Despite the blues, the anger and the protest that are part of her folk repertory, the world is not being dreadful to Odetta.’ This week she moves from Boston’s Storyville into Manhattan’s Blue Angel, applauded as the most exciting female folk singer in the U.S.
A large, dignified woman of 29, she faces her audience with guitar lightly cradled in her arms, her moon face impassive, her eyes coolly remote. The number for which she is most famous is Water Boy, an old Negro work song, but she has in her repertory some 200 tunes, including This Land Is Your Land, Dark as a Dungeon, Great Historical Bum, Pay Day at Coal Creek. She is a keening Irishwoman in Foggy Dew, a chain-gang convict in Take This Hammer, a deserted lover in Lass from the Low Country. Her dark, handsomely pliant voice has none of the whisky rawness long idolized in such untutored folk singers as Lead Belly or Bessie Smith. But what she may lack in sheer, gutsy exuberance, Odetta more than makes up with immense power, a fine range, and an amazing command of nuances and inflections.
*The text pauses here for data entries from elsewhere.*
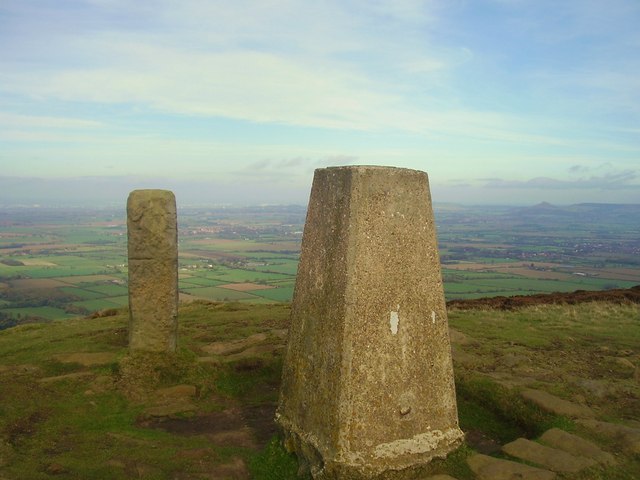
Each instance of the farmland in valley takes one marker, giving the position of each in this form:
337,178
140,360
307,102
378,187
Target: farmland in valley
59,263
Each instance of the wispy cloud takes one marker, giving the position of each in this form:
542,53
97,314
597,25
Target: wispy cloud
621,180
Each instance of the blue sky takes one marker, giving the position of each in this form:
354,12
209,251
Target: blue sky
499,101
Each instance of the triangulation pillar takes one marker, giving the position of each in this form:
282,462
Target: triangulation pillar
368,383
153,270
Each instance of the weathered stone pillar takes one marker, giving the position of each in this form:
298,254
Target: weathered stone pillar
368,380
153,270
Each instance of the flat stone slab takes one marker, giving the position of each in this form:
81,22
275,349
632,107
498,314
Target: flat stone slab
490,468
557,405
628,437
556,460
575,445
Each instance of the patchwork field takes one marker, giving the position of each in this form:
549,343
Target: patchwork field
560,379
74,261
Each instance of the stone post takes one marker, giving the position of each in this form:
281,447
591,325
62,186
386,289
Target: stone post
368,385
153,270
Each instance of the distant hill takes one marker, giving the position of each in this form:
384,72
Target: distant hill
75,405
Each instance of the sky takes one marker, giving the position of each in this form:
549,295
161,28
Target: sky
238,102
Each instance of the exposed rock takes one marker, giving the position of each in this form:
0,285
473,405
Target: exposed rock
627,437
557,405
227,348
556,460
368,380
575,445
490,468
153,270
Breaking Rocks. Her voice was originally trained for opera. Born in Alabama, Odetta grew up in Los Angeles, picked up money for her voice lessons working in a button factory and as a maid. By the time she entered junior college she was a chorister in productions of Verdi’s Requiem, Bach’s B-Minor Mass. In those days, she recalls, “if it wasn’t classical, I didn’t want it.” But one night at a party she heard a group of performers from a San Francisco nightspot sing folk songs until dawn, and promptly “fell in love with the music.” She put together a sketchy repertory, sang at a few local clubs—”with passionate hate and venom.”
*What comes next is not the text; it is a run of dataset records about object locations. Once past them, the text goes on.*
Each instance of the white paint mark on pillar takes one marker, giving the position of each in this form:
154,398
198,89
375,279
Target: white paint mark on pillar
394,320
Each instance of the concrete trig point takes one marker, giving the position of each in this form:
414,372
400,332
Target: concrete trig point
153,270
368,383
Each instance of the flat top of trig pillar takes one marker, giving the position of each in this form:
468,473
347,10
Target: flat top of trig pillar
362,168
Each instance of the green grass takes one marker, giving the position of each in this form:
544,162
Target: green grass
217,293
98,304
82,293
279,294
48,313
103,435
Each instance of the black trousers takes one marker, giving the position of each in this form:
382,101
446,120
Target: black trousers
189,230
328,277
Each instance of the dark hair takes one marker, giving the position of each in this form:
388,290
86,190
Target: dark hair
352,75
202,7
Thus began a career that took her to TV, the concert circuit, and last May to Carnegie Hall. She has half a dozen briskly selling albums on the market, will appear as the murderess Nancy in the forthcoming film version of Faulkner’s Sanctuary. What distinguished her from the start was the meticulous care with which she tried to re-create the feeling of her folk songs; to understand the emotions of a convict in a convict ditty, she once tried breaking up rocks with a sledge hammer.
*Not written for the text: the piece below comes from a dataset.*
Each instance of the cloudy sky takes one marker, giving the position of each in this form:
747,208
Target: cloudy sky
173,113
On Campus. Booked for concerts for a season in advance and for a midwinter European tour, Odetta now lives in Chicago, tries to keep nightclub dates to a minimum and sing as often as possible on college campuses, where she feels most at home. She learns most of her songs from records, and alters and polishes them to suit her needs. Although she once scorned the trappings of the folk singer, including the inevitable guitar, she has added a bass accompaniment to her performances. “It’s like a magic carpet,” says Odetta. “It puts all of the baby in the cradle.”